I couldn't even speak.

“I get why you're angry, Prof—but you see now, don't you?” He softened his face again. “You forgive me?”

Words found me, and I thrust them at him like javelins. “If you actually believe any of that, Zach Archer,” I said, “you are sick.”

His palms dropped from prayer to the tablecloth, which he squeezed up in his fingers until the saltshaker toppled over and the ice swayed in my water glass. The Puget-blue eyes narrowed and darkened as he jutted his head toward me like a promontory rock. His mouth broke into a jagged line.

I'd never witnessed an unveiling like that one.

“Don't ever call me sick,” he said. “My ex-wife did that—don't you do it.”

I tried fleetingly to connect with that. I never knew he'd been married.

“I did what I had to do—for you,” he said. “Because I love you.”

I shook my head.

“What?” he said. “What is that?”

“You did it for nothing. I don't love you, and I never did.”

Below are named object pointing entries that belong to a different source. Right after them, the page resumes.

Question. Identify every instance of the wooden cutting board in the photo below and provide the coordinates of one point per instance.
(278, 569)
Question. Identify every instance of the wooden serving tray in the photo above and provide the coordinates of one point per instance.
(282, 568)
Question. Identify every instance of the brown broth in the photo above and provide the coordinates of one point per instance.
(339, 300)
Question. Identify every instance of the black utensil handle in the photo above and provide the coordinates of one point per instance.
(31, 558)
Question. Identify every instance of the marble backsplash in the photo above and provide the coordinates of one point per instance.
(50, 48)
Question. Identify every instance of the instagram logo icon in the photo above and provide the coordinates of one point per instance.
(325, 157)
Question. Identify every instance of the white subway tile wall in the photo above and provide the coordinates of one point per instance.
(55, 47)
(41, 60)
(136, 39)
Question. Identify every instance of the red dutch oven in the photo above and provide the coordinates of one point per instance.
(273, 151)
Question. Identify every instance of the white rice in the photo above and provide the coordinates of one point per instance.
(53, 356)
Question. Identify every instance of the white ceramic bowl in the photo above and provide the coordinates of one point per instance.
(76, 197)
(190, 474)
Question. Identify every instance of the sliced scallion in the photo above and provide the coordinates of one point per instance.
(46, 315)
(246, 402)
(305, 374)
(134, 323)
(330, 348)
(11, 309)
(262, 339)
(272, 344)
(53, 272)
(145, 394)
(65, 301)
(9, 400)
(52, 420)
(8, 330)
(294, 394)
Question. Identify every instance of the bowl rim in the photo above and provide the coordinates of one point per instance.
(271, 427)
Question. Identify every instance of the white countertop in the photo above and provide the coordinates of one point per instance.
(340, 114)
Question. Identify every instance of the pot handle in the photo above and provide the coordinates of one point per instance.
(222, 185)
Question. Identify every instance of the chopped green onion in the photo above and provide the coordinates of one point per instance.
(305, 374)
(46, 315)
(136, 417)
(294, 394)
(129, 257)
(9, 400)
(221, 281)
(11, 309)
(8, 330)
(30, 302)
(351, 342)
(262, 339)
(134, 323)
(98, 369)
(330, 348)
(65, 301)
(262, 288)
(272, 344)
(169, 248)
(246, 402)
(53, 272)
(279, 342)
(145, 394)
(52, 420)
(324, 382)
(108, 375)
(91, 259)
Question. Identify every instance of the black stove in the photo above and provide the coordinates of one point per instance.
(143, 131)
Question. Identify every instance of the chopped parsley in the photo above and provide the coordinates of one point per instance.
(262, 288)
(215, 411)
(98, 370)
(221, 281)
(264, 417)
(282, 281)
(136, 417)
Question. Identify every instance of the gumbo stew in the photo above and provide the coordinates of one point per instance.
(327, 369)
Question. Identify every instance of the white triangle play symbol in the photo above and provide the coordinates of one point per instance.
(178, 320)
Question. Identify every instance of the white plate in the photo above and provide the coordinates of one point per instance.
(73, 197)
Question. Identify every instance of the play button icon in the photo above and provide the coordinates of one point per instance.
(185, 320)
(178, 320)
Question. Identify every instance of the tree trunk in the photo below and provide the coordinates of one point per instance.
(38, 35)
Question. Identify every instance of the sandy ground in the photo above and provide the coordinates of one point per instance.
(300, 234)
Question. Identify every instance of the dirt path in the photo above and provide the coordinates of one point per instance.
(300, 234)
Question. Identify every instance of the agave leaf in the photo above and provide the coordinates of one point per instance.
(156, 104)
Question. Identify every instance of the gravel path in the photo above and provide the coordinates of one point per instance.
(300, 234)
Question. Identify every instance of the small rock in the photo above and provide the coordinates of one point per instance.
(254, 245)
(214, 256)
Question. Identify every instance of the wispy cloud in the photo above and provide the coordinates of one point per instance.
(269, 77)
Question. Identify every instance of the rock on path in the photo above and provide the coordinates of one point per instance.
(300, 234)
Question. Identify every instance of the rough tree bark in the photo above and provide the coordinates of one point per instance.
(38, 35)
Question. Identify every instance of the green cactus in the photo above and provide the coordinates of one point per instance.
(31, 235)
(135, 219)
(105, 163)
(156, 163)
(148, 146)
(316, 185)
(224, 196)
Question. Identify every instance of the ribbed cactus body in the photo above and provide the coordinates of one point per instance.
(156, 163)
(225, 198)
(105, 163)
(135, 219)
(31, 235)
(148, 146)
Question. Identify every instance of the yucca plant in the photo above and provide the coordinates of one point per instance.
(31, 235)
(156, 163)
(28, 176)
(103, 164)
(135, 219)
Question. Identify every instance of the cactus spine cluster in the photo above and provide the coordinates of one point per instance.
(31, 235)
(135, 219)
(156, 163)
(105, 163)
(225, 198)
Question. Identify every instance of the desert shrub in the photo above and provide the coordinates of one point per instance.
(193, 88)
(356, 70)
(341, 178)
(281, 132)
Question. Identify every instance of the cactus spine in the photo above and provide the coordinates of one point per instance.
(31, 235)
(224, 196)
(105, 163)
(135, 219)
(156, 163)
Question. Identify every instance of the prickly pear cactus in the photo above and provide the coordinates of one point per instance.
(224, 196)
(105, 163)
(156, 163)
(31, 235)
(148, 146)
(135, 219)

“Uh-uh—no—you can't say that.” He smoothed out the tablecloth, righted the saltshaker, widened his eyes. “Nobody fakes that, okay?”

He tried to force the jagged line into a smile, but the transformation had been too complete. His lips teetered between desperation and barely concealed anger. I was frightened.

“I know I hurt you,” Zach said. “You probably thought I abandoned you. But, Prof, don't let your pride come between us. We've come too far.”

“Yeah. All the way to nowhere.” I swept my unfinished letter into my purse and once again tried to get to my feet.

“Sit down,” he said.

His voice was low, but his tone was menacing enough to freeze me there.

“Enough with the integrity act,” he said. “None of this would have gone down if you'd gotten out of that marriage when I told you to. We could have left here and started over, but you forced my hand.”

“To do what?” I sank back into the seat, a sickening sense of foreboding rising to my throat.

“To make Rich see it was over between you two. Come on, Demi—where did you think that photographer came from? You think I wouldn't know somebody was aboard my own boat?”

I shook my head.

“I got that kid—what the heck was his name—the shutterbug that took pictures for F&D.”

“Van Dillon?”

“I paid him enough, you'd think he would have kept his mouth shut. Nobody was supposed to see those pictures except Rich.”

“You?” I said. “You set me up?”

“What choice did I have? You were never going to leave him— sometimes you were as legalistic as Kevin St. Clair. And I swear to you, I never planned for Ethan or Estes to know. I don't know how they got the pictures. That wasn't my doing.”

I scraped the chair back and snatched up my purse. “Your ex-wife is right,” I said. “You
are
sick.”

I marched, unseeing, to the front door. Zach was so hard on my heels I could feel his breath raising the hairs on the back of my neck until we both erupted onto the porch. He had me by the arm, pulled to the railing, before I could get to the steps.

“I told you not to touch me,” I said.

“You never said that back then—not when you made me believe you loved me.”